En cas de brûlure mineure :

  1. Faites tremper la partie brûlée dans l’eau froide pour atténuer la sensation de brûlure.
  2. N’appliquez jamais de corps gras sur la brûlure quelle qu’elle soit ; vous empêcheriez la cicatrisation de la plaie.
  3. Si des cloques apparaissent, ne les percez pas, elles servent à protéger la peau au vif sous la blessure apparente.
  4. Protégez la plaie avec de la gaze stérile pour éviter tout contact qui serait douloureux avec l’air ambiant.
  5. Si la brûlure est étendue, comme dans le cas d’un liquide bouillant qui aurait touché un bras ou une jambe, enlevez les vêtements touchés et immergez la région dans l’eau froide. Par la suite, consultez un médecin sans tarder.
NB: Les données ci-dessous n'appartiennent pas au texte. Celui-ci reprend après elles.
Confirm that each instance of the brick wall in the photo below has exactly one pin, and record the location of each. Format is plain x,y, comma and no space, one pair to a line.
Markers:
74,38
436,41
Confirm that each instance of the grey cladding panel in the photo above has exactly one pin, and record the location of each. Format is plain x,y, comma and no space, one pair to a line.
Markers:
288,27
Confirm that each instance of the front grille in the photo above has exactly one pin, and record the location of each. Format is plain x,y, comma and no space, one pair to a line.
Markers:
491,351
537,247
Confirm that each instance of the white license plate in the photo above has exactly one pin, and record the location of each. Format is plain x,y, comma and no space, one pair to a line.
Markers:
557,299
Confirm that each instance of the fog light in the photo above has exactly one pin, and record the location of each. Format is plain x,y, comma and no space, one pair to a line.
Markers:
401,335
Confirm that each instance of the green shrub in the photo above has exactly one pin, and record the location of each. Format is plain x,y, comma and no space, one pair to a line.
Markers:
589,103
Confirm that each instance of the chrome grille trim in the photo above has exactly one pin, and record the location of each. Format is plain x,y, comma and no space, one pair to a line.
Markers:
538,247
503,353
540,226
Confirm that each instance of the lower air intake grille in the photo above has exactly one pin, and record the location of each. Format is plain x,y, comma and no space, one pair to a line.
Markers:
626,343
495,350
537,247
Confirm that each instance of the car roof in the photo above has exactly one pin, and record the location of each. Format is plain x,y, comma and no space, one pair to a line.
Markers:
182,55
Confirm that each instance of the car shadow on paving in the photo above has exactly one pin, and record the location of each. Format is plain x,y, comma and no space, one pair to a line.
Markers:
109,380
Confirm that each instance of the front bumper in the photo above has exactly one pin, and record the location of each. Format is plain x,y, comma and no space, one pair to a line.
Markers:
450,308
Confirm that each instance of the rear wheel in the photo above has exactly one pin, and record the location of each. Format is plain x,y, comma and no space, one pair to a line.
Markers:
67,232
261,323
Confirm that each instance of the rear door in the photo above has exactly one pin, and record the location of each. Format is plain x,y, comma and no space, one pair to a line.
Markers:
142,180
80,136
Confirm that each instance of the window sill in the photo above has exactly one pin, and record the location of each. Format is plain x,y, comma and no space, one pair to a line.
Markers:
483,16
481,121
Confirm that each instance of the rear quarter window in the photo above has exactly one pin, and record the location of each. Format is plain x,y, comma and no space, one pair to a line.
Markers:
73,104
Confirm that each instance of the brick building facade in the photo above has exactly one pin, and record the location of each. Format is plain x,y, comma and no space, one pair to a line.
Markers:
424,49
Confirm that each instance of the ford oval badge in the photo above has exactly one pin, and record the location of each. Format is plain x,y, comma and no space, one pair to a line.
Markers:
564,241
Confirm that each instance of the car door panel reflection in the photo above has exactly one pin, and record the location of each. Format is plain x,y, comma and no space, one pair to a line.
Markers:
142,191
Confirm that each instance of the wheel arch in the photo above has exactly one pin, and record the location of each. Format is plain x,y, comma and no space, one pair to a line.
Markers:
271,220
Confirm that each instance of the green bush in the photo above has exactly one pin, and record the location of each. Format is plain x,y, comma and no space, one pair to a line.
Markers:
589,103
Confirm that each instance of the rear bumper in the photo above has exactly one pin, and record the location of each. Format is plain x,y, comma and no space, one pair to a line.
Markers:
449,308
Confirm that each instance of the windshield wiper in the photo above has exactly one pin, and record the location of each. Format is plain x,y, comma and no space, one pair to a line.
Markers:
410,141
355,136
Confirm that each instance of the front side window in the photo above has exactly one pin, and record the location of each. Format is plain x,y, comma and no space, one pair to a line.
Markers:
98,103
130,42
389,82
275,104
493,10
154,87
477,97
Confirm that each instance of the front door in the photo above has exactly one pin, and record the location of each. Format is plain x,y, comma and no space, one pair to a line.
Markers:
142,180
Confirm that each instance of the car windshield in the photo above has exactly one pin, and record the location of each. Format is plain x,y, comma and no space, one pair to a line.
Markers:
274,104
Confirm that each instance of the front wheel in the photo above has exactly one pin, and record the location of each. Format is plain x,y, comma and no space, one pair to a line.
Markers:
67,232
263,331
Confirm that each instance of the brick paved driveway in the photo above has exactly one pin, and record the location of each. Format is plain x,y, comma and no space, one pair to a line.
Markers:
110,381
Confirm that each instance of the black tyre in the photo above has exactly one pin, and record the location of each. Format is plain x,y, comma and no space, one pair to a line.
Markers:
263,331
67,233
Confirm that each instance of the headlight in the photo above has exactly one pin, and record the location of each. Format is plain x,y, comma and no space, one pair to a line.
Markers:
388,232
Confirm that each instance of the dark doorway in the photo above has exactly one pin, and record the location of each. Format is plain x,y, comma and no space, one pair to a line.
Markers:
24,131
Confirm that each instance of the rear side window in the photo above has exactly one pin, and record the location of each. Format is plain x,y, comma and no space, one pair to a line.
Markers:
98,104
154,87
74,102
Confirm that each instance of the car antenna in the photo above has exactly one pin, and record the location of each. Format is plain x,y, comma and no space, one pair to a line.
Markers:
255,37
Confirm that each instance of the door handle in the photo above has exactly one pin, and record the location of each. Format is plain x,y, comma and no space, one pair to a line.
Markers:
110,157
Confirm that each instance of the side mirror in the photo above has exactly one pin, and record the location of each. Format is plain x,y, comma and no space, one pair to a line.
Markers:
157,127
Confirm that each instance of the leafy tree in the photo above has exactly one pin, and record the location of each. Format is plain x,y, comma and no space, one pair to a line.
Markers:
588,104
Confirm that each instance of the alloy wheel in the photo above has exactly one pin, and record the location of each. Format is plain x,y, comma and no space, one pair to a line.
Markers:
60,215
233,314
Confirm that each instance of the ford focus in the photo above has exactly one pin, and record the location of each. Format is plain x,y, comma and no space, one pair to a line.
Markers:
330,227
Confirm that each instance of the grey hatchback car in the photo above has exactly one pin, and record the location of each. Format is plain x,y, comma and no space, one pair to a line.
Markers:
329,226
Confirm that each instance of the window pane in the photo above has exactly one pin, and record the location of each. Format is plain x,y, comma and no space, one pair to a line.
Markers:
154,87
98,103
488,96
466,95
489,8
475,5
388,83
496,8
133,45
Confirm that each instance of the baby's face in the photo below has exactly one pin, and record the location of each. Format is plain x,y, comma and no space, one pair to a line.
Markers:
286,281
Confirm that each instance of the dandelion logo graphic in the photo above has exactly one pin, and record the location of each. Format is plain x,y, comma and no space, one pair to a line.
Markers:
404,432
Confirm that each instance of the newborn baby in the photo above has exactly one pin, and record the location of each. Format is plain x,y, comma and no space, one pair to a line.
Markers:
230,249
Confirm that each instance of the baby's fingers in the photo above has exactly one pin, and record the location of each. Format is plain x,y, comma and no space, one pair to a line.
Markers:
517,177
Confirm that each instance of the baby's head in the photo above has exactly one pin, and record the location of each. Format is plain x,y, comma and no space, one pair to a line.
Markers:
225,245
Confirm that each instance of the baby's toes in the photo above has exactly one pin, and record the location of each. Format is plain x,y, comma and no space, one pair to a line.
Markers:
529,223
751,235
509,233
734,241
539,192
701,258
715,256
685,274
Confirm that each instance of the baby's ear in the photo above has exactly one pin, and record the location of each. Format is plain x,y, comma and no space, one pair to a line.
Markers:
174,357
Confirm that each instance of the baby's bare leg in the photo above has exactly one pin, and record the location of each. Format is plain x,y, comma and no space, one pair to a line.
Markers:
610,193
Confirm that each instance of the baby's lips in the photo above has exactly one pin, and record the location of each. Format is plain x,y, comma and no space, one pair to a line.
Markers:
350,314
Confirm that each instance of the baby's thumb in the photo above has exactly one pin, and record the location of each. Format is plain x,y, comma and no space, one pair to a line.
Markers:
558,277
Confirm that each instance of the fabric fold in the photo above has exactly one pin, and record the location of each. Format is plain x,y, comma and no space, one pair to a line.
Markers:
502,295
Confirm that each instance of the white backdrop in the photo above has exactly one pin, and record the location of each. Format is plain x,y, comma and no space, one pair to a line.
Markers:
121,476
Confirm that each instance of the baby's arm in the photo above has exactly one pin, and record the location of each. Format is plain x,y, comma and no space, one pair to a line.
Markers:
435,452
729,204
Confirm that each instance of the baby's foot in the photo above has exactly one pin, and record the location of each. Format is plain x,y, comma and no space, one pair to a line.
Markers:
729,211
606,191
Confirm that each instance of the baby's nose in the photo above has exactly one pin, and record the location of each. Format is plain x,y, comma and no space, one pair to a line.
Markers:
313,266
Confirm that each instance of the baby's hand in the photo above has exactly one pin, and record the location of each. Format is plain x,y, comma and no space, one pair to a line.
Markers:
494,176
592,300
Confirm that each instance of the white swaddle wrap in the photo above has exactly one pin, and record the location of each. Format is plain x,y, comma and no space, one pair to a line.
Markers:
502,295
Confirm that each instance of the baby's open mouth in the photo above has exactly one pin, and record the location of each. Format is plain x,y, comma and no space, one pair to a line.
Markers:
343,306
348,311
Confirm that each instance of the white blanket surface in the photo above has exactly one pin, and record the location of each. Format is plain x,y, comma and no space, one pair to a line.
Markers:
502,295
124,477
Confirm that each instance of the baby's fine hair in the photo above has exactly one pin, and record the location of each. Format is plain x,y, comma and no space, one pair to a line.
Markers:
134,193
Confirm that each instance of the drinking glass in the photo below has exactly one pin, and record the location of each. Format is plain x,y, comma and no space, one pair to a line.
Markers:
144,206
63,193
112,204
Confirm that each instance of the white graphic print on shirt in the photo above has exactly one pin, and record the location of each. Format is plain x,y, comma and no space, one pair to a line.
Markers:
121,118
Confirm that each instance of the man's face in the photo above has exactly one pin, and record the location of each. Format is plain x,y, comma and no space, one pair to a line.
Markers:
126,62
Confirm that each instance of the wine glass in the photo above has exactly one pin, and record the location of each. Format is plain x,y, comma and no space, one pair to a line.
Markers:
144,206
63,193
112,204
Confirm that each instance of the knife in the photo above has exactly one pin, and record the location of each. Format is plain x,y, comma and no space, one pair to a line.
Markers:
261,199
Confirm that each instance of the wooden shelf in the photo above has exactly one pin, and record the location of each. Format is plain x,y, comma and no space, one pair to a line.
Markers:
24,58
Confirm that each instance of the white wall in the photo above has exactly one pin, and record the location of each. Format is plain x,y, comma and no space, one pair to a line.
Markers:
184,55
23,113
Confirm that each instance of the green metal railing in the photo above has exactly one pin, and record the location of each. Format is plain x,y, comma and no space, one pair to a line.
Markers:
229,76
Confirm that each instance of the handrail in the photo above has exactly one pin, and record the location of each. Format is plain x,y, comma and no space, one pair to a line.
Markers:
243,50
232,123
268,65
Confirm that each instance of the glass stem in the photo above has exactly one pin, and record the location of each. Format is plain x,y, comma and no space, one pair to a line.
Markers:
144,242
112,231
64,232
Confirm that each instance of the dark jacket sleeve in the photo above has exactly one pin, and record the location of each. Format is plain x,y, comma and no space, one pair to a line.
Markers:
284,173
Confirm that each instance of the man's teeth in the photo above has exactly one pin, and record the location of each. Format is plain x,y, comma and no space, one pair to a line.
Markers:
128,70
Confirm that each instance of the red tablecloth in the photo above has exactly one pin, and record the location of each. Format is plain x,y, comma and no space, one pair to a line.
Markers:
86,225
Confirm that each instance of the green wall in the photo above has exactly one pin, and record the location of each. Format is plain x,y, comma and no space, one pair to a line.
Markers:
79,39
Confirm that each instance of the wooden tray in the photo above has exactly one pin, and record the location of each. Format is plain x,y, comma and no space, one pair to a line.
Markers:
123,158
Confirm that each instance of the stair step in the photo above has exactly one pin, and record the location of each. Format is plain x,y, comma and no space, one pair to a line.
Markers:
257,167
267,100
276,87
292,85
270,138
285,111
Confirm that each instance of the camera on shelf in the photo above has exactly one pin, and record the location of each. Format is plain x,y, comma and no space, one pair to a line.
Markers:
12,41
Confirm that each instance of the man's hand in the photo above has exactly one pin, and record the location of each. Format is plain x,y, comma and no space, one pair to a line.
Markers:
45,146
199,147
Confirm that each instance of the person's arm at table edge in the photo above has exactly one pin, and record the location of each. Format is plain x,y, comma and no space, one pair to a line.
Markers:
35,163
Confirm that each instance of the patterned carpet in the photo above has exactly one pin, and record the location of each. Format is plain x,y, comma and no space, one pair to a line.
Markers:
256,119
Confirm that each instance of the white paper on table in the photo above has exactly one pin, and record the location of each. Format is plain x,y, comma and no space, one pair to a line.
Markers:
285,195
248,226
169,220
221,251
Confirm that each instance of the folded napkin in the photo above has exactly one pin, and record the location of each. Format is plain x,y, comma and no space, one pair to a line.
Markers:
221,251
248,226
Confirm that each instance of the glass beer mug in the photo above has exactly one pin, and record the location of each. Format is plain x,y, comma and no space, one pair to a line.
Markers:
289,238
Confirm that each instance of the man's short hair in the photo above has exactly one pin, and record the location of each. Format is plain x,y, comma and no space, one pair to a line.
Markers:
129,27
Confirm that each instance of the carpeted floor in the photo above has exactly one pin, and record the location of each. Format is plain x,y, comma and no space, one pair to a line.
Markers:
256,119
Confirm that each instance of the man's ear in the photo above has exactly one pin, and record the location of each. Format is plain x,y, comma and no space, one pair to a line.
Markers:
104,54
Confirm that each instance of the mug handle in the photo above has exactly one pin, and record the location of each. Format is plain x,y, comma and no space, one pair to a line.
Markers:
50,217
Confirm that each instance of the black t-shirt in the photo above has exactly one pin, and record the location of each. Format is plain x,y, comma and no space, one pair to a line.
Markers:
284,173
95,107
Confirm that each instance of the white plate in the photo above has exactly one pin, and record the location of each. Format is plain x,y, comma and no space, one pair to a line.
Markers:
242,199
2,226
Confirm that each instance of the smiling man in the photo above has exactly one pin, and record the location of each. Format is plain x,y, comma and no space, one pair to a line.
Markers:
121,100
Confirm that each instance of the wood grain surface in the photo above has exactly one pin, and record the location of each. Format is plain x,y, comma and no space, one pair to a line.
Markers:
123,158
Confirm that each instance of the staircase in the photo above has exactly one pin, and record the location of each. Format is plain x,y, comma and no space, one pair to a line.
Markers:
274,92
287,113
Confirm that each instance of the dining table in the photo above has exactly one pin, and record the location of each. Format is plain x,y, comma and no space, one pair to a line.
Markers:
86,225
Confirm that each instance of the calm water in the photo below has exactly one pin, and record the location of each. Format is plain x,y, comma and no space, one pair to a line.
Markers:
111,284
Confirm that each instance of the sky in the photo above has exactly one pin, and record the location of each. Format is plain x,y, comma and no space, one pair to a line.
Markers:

En cas de coupure ou éraflure mineure :

  1. Si vous saignez, arrêtez le saignement en tenant le membre blessé plus haut que le coeur et en appliquant de la pression sur la coupure avec une gaze stérile ou un linge propre. Si le saignement persiste au-delà de 5 minutes, consultez un médecin sans tarder.
  2. Si la coupure est importante (entaille profonde ou large), consultez également un médecin. Il se peut que vous ayez besoin de pansements ou de points de rapprochement.

En cas d’ampoule au pied :

  1. Retirez la chaussure et le bas aux premiers signes de friction et de sensation de brûlure.
  2. Appliquez tout de suite un coussinet protecteur sur l’irritation.
  3. S’il y a déjà formation de cloques, ne les percez pas ou n’enlevez pas la peau; appliquez tout de suite un coussinet protecteur.